本当の事を言えば、シオリがおびえるかもしれない。
そう思ったから。
つい昨日まで、ぼくはこの村でシオリと暮らしていこうって思っていた。
昨日まで。
今日、騎士団長って人が勇者を探しに来るまでは。
シオリが勇者かどうかなんて分からない。
でも、平穏な生活が脅かされるのは嫌だった。
「シオリ君さえ良ければ、一緒にここを出ないか?」
「?」
「イリエ村を一緒に出て行かないかって言ったんだよ。
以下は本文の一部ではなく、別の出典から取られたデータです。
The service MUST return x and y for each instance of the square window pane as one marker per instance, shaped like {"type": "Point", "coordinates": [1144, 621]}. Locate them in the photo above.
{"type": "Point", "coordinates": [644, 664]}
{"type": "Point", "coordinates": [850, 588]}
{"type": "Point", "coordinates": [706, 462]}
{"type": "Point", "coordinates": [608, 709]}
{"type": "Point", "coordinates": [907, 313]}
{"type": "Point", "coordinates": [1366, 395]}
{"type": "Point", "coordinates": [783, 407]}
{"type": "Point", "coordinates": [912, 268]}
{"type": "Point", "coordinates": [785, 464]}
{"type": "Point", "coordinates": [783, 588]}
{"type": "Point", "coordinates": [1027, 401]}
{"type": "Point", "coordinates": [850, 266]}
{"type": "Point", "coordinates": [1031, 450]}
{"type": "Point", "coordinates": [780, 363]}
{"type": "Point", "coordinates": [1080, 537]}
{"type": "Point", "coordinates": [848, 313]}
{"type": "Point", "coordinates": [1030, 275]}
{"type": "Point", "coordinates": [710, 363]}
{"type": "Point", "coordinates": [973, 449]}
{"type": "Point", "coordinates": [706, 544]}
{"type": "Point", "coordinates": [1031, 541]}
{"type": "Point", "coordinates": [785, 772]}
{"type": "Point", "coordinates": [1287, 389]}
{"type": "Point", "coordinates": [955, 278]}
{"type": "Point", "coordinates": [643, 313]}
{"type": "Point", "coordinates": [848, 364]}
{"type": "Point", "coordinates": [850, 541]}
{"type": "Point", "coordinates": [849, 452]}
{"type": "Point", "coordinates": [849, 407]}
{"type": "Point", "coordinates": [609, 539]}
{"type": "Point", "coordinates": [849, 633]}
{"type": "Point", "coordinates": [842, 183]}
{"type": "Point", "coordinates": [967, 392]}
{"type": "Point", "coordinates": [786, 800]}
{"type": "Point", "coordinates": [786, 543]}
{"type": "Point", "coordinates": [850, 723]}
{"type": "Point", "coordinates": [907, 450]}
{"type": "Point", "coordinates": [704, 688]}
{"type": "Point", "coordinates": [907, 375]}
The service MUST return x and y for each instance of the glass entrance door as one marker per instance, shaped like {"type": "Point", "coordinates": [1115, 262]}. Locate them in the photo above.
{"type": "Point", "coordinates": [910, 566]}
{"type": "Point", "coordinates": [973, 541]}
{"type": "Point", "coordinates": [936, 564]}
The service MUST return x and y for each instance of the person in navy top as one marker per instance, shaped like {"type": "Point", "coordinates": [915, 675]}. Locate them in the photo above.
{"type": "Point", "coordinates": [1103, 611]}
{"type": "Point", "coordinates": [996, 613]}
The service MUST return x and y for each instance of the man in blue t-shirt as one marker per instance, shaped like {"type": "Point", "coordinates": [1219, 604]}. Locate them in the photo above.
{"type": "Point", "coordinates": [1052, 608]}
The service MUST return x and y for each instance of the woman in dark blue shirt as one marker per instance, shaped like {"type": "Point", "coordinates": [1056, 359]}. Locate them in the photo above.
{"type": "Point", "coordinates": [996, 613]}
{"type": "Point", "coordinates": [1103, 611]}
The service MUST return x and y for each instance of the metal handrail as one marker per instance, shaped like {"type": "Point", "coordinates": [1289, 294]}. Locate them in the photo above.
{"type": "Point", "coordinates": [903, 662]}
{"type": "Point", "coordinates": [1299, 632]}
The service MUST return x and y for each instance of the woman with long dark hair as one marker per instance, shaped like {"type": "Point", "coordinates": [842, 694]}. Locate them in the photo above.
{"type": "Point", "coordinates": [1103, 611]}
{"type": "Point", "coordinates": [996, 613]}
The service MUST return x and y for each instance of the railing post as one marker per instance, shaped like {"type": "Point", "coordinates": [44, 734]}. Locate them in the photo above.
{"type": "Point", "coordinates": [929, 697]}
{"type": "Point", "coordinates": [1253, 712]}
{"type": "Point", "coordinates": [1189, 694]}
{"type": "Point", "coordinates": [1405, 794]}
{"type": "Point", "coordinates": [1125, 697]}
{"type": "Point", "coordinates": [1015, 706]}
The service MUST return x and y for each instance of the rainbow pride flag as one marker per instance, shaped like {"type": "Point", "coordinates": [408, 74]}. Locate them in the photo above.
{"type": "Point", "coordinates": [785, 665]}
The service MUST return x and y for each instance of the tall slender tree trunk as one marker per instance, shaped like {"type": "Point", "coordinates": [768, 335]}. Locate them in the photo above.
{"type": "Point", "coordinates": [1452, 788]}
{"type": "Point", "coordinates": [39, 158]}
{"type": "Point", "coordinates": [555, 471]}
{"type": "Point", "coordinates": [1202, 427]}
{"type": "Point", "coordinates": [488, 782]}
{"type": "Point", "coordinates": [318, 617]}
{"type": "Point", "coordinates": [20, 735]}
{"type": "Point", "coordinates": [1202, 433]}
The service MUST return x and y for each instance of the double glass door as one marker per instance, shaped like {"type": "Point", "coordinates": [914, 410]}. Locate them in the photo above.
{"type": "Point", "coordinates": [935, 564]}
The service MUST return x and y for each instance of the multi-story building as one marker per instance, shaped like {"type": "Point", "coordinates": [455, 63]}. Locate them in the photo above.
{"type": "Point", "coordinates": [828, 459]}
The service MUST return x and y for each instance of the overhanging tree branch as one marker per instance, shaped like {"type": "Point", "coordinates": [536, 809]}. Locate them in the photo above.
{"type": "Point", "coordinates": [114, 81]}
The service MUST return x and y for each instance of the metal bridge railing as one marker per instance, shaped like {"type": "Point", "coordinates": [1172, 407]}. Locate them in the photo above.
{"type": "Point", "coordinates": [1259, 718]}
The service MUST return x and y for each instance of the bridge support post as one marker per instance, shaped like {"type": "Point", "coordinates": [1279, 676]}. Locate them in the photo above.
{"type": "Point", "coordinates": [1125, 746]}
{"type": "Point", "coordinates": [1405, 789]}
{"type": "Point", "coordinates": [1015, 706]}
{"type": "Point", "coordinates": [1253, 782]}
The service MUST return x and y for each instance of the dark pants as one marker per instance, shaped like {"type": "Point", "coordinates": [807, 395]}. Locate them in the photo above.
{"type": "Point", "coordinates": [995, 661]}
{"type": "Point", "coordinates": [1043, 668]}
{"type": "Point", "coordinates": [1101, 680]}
」
「どうして?」
「どうしてって‥。」
本当の事を話したらいいのだろうか。
もし話したとして、シオリはどう思うのだろうか。
「いいよ。私一人だし、フォレスと一緒なの嫌じゃないし。」
どう返答しようかと考えていたが、シオリが了承してくれたので取り合えずいいかな。
「良かった。じゃあ少しずつ準備するね。出発は明後日でいいかな?」
「うん。わかった。」
シオリは年齢の割に賢そうなところがあるので、感づいているのかもしれない。
こればかりは聞いてみない事にはわからないが。
「ここの生活、楽しかったんだけどなぁ…。」
シオリはぼそっと呟いた。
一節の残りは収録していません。